Durum bu iken son zamanlarda bir takım kimseler bize Kuran yeter. Allah bize onu göndermiş ve sadece ona uymamızı istemiş, başka bir kaynakta bizi sorumlu 0tutmamıştır. Deyip bilerek veya bilmeyerek maksatlı veya maksatsız Allah Resulünün sünnetini dindeki konumunu, müminler için vazgeçilmez önderliğini devreden çıkartmaya çalışmakta; O’nun (AS) dinde hüküm koymada delil oluşunu zedelemeye, hadislerin sıhhati ve savileri hususunda şüphe uyandırmaya gayret etmekte bir takım kimselerde Hz. Peygamberin sünneti karşısında gevşek davranarak; “sünnete uyulsa da olur uyulmasa da olur.”gibi bir tavır sergilemekte ve herhangi bir konuda bir hadisin delil olarak getirildiği zaman dudak bükerek hafife almaktadırlar.
Halbukiİslam’ın temel kaynağı olan Kuran’da yüce Allah HzPeygamberi ve sünnetini ayrı bir yer ve konuma oturtmakta ve O’na (AS) itaati (uymayı) kendisine olan itaatle bir tutmaktadır. “Kim peygambere uyarsa Allah’a itaat etmiş olur. Nisa:80 peygamber size ne emretmişse onu alın, size neyi yasakladıysa ondan sakının” Haşr 50. Deki eğer Allah’ı seviyorsanız bana uyunuz ki, Allah da sizi sevsin ve günahlarınızı bağışlasın Allah çok bağışlayıcı ve merhametlidir. Deki Allah ve peygambere itaat edin. Eğer dönerlerse gerçek şu ki Allah, inkârcıları sevmez. Alimsam 31- 32
Hz. Peygambere itaat etmek bu kadar önemli olduğu gibi, ona isyan etmek, ona uymamak da bu derece tehlikeli ve yasaktır. “kim Allah’a ve onun elçisine karşı gelirse ve onun sınırlarını aşarsa Allah, onu ebedi kalacağı ateşe sokar. Onun için alçaltıcı bir azab vardır.” Nisa:14.

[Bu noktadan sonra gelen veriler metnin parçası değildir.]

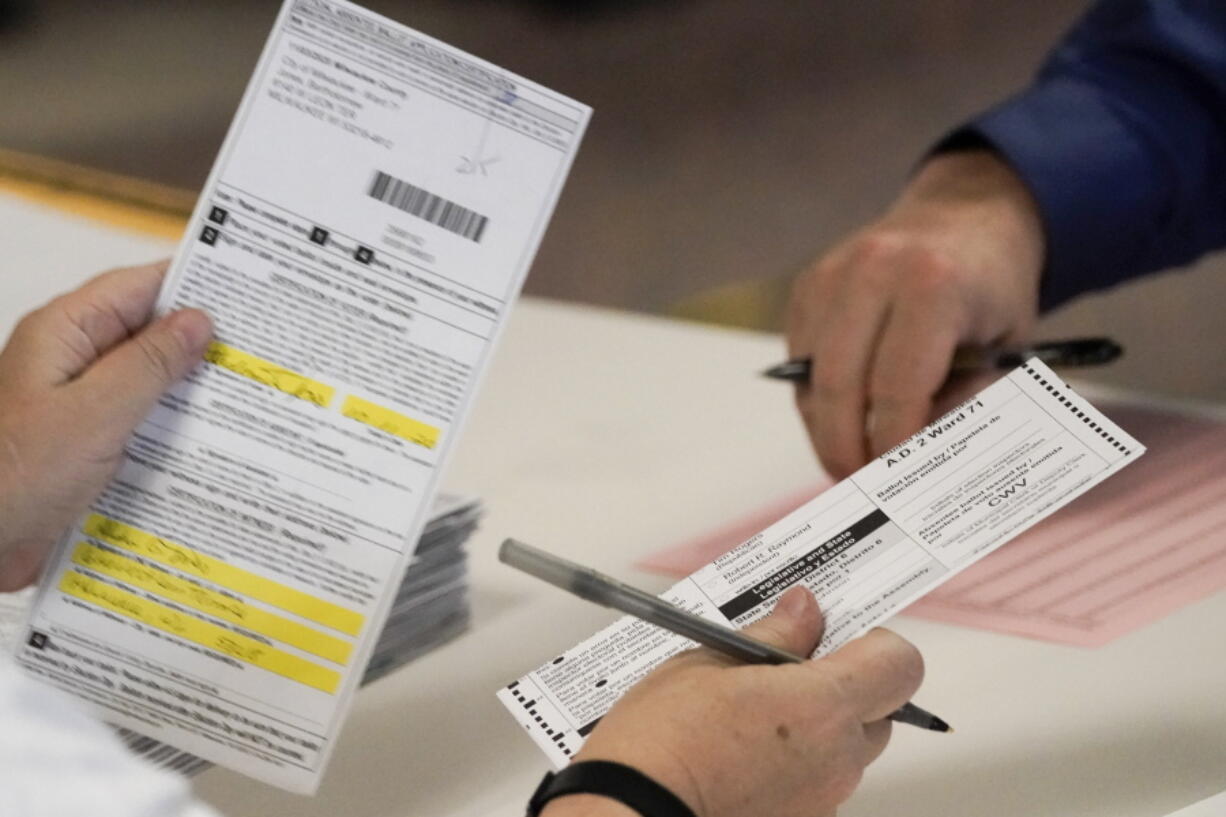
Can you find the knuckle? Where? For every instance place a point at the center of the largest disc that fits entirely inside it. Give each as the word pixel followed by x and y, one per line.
pixel 931 275
pixel 159 361
pixel 904 661
pixel 831 377
pixel 878 247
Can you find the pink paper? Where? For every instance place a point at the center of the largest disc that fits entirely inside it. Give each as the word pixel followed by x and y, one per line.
pixel 682 560
pixel 1145 542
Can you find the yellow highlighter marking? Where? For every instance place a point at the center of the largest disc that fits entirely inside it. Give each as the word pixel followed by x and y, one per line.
pixel 386 420
pixel 200 632
pixel 270 374
pixel 210 601
pixel 227 575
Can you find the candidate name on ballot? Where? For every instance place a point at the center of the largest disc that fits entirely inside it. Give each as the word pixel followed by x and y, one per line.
pixel 363 233
pixel 868 546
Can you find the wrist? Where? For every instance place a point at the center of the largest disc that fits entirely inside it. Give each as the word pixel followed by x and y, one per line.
pixel 601 786
pixel 981 185
pixel 586 805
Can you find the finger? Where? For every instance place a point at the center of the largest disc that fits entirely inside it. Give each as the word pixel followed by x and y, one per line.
pixel 124 385
pixel 795 625
pixel 877 672
pixel 911 362
pixel 959 387
pixel 877 736
pixel 834 404
pixel 55 344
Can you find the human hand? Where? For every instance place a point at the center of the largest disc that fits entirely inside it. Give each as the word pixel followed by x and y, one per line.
pixel 733 740
pixel 76 378
pixel 955 261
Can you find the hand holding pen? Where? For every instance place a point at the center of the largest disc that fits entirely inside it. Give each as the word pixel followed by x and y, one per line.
pixel 1075 352
pixel 732 740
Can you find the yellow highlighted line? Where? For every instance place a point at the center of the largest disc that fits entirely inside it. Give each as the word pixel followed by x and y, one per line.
pixel 182 591
pixel 386 420
pixel 227 575
pixel 200 632
pixel 270 374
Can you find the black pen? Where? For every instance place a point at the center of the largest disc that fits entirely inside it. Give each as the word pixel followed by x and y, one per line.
pixel 607 591
pixel 1078 351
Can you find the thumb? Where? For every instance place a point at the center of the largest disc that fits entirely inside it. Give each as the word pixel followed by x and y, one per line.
pixel 125 384
pixel 795 625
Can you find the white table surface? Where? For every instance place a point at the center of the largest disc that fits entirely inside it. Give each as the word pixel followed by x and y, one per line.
pixel 606 436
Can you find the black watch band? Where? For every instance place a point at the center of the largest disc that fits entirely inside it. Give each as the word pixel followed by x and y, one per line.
pixel 613 780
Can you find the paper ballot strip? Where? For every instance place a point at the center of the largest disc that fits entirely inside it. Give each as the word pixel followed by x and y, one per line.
pixel 1138 548
pixel 365 228
pixel 867 547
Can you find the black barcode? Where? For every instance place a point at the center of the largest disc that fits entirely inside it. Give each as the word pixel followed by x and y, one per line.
pixel 428 206
pixel 162 755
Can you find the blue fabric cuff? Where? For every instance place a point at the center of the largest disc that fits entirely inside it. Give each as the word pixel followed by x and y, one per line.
pixel 1092 182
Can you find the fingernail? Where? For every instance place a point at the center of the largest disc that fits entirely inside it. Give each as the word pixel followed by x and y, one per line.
pixel 796 602
pixel 194 329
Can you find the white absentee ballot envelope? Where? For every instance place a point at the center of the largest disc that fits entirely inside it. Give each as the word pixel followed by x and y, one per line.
pixel 363 234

Hz. Peygamberin dindeki konumunu, sünnetin önemini yıpratmaya, saf dışı etmeye çalışıp bu tip bedbahtların durumunu Aziz peygamberimiz 15 asır öncesinden haber veriyor. İşte şanı peygamberin verdiği o haber; “Şunu kesin olarak biliniz ki bana Kura’an ve onun bir misli daha verilmiştir… (Bir gün gelecek) karnı tok olduğu halde rahat koltuğuna oturarak; “Şu Kur’anasarılınız, onda helal olarak neyi görüyorsanız kabul ediniz. Neyi de haram olarak görüyorsanız onu haram biliniz.” Diyecek kimseler gelmek üzeredir. İyi bilin ki, Allah resulünün haram kıldığı şeylerde Allah’ın haram kıldığı gibidir.der (Ebu Davud 6.)

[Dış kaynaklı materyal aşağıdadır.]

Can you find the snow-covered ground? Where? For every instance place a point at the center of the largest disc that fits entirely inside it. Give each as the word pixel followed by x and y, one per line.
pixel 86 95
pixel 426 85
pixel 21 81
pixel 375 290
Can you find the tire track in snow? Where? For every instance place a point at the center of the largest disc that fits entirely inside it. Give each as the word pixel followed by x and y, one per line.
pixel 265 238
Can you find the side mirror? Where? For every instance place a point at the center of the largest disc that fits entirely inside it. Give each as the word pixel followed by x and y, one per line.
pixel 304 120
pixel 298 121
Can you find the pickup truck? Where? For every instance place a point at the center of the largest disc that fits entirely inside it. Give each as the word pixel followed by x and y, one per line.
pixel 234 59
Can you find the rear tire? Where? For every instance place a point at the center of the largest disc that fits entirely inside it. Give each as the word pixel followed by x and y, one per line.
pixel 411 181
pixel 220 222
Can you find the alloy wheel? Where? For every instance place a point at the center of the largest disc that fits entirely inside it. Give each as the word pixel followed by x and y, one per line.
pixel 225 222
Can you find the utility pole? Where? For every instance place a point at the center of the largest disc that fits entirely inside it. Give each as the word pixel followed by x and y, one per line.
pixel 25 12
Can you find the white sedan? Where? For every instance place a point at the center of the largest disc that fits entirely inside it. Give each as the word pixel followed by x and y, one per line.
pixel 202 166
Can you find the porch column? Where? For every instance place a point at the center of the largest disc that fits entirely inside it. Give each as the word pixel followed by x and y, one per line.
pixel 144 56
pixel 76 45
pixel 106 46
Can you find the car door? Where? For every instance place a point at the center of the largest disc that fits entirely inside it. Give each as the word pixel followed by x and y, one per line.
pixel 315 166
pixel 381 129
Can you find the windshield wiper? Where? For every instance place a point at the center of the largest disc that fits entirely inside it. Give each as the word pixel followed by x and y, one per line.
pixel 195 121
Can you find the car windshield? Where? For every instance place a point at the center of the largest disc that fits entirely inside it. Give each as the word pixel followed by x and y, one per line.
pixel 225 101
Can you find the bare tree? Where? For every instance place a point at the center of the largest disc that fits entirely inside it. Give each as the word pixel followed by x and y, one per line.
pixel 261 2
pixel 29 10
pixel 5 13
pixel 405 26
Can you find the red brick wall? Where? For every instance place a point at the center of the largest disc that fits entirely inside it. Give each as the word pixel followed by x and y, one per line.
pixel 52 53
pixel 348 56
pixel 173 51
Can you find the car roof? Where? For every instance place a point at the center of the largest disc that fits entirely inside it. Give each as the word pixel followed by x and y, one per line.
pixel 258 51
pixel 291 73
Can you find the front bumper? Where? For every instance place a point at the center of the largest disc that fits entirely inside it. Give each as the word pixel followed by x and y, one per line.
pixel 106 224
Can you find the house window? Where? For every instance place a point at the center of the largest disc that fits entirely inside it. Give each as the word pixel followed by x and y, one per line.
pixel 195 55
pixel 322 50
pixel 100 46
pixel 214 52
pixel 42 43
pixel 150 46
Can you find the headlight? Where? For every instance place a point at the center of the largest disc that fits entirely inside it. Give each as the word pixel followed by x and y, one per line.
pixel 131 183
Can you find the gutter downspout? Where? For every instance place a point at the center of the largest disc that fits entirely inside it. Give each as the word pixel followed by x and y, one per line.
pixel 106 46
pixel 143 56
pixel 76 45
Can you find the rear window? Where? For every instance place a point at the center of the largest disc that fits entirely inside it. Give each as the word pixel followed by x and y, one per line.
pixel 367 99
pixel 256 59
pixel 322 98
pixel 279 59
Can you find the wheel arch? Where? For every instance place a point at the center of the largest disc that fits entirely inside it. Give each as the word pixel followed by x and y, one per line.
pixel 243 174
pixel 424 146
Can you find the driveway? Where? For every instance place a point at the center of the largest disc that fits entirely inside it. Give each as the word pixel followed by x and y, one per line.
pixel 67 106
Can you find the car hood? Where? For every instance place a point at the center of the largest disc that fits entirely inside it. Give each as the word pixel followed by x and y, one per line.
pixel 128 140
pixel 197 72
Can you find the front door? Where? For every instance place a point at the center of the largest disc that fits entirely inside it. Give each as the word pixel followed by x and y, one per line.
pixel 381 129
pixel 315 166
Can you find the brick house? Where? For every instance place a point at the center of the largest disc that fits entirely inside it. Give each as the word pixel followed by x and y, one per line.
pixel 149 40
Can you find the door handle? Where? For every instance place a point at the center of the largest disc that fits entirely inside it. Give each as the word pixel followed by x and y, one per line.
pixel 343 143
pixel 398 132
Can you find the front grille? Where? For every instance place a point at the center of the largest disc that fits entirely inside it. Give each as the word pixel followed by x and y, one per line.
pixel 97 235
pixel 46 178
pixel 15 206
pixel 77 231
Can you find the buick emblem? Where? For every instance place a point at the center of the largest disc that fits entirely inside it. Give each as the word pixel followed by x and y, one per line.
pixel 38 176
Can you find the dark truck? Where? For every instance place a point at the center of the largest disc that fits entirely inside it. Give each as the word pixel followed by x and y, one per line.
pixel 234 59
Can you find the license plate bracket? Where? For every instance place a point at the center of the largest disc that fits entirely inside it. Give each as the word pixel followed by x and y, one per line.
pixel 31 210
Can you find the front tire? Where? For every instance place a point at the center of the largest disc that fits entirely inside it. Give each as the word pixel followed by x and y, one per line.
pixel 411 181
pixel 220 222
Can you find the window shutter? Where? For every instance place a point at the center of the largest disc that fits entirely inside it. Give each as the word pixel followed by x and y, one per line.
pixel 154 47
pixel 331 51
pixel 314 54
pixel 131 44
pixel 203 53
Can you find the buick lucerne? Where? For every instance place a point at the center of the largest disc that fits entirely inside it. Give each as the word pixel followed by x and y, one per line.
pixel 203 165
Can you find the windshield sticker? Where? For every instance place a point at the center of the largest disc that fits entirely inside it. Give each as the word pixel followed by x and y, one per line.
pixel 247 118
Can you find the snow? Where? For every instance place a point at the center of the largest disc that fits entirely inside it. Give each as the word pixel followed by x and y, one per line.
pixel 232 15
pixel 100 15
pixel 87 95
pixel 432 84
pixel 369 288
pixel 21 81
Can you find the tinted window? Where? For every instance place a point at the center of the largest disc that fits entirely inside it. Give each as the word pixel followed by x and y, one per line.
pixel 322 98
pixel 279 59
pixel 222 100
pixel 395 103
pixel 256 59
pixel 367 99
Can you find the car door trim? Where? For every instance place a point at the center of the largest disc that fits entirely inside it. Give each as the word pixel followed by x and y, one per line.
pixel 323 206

Değerli okuyucularım şunu kesin olarak biliniz ki bir takım kötü niyetli kimseler peygamberimizin mübarek sözlerinin çürütmeye kalkışmaları, hadislerin uydurma olduğunu ileri sürmeleri aklı başında hiçbir Müslüman kabul etmez ancak bilgisiz ve akılsızları kandırabilirler. Zira her konuda olduğu gibi dini konularda da rehberimiz odur. Kur’anı eni iyi anlayan en iyi anlatan en iyi yaşayan o olduğuna göre, onun söz ve davranışlarına yani sünnetine uymayacağızda kime uyacağız. Üstelik dini emirlerin nerdeyse yarısını sünnet bize açıklıyor. Bazı örnekleri vererek konuyu bitirelim.

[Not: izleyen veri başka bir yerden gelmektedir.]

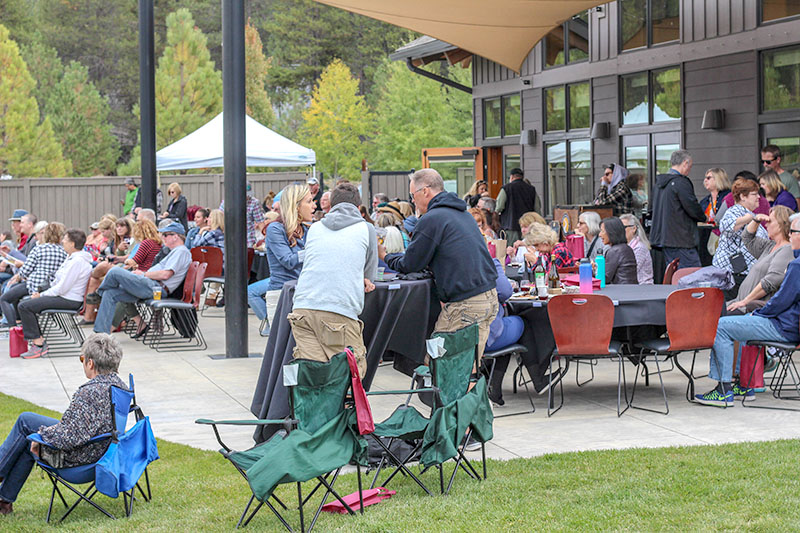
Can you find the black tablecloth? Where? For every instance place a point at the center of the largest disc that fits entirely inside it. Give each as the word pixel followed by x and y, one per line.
pixel 634 305
pixel 398 316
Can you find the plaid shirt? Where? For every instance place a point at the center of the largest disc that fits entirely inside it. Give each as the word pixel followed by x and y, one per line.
pixel 254 216
pixel 41 265
pixel 620 198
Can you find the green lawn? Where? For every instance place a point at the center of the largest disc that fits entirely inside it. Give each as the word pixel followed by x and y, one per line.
pixel 752 486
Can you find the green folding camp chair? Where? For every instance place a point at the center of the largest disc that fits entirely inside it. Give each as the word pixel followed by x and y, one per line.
pixel 457 412
pixel 321 436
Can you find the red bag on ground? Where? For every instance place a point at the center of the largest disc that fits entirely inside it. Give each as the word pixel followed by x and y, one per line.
pixel 363 411
pixel 371 497
pixel 750 355
pixel 17 345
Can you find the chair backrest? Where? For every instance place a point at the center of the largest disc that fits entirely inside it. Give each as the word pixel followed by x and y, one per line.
pixel 681 272
pixel 198 254
pixel 671 268
pixel 451 371
pixel 198 284
pixel 581 323
pixel 213 256
pixel 188 282
pixel 692 318
pixel 318 391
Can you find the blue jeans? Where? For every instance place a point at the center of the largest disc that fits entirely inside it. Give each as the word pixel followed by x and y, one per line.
pixel 255 297
pixel 120 285
pixel 742 329
pixel 16 460
pixel 688 256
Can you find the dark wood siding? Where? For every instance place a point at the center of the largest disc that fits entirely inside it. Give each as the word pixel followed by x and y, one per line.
pixel 729 83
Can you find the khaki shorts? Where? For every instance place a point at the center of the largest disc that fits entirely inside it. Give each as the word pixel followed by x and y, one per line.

Hz. Peygamberin Kur’anda bazı konularda koymuş olduğu hükümlere örnekler: Beş vakit namazın zamanı, vitir namazının vacip oluşu, orucu bozan ve bozmayanlar, kimlere zekatın farz olduğu, şeri boşanmanın hükmü, içki içmenin cezası, hırsızın hangi miktarda hırsızlık yaparsa cezalandırılacağı, hayızlık kadınların namaz kılmaması, oruç tutmaması, ölü hayvanın etinin haram olmasına karşın, deniz hayvanın bunun dışında tutulması ve “denizin suyu temiz ölüsü helaldir”buyurması yine Hz. Peygamber: “İki ölü hayvan ve iki türlü kanın helal olduğunu belirtir. İki ölü çekirge ve balık iki kanda ciğer ve dalaktır”der. Yine Kur’an’da geçmeyen katır, merkep, aslan, kaplan, fil, kurt, kirpi, maymun ve köpek gibi hayvanlarla kartal, atmaca, şahin ve doğan gibi yırtıcı kuşların etlerinin haramlığı ile erkeklerin ipek giymesini yasak oluşu da hadislerle belirtilmiştir.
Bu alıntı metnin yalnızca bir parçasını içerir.